Religion as a way of life (prinsip agama sebagai gaya hidup)
Agama tidak dipahami sebagai seperangkat sistem kepercayaan dan norma-norma belaka melainkan suatu gaya hidup dan ringkasan pengalaman hidup. Tidak mengherankan kata “berjalan bersama YHWH” (wwayithalek Khanok et ha Elohim) atau “berjalan di jalan-Nya” (haholek biderakaiw) sebagaimana dinyatakan beberapa ayat seperti (Kej 5:24, Mzm 128:1).
Time and History are in God’s hand (prinsip waktu dan sejarah dalam genggaman Tuhan)

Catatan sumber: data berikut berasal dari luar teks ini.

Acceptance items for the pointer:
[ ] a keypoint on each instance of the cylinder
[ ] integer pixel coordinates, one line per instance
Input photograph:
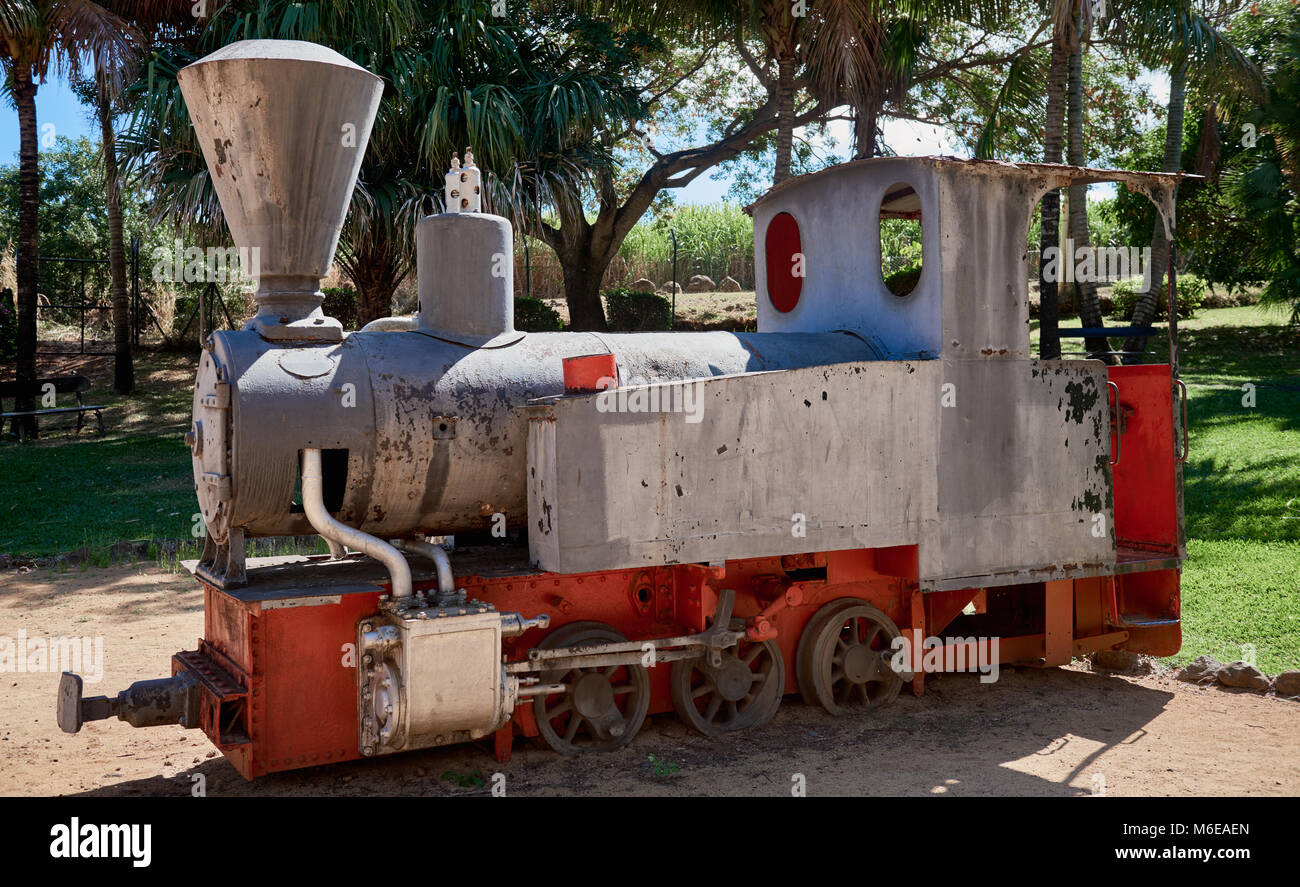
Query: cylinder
(466, 275)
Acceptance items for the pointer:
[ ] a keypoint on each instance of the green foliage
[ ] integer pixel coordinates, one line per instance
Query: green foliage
(73, 221)
(341, 304)
(900, 245)
(1191, 294)
(536, 316)
(471, 779)
(662, 767)
(633, 312)
(715, 239)
(901, 282)
(8, 328)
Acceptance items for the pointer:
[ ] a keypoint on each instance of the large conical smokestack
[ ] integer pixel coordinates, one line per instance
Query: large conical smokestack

Sejarah dipahami sebagai sejarah Tuhan berinteraksi dengan umat manusia. Dalam sudut pandang Ibrani, seseorang harus mengenal sejarah karena dengan mengenal sejarah seseorang dapat mengetahui siapa dirinya. Jika dia tidak mengetahui darimana dia datang maka dia tidak mengetahui kemana dia akan pergi. Hubungan dengan Tuhan didasarkan atas peristiwa sejarah. Ini menuntun pada pemahaman tentang “perjanjian” dengan Tuhan. Seorang yang menjadi anggota suatu perjanjian hany berlaku saat mana dia menjadi anggota masyarakat yang mengikat perjanjian dengan Tuhan. Di luar ikatan perjanjian, dia terlepas dari masyarakat tersebut. Oleh karenanya penanggala dalam sistem kalender Ibrani berkaitan dengan peristiwa-peristiwa historis YHWH terhadap umatnya yang direfleksikan dalam perayaan-perayaan. Pentingnya sejarah terekam dalam Mazmur 78:1-71.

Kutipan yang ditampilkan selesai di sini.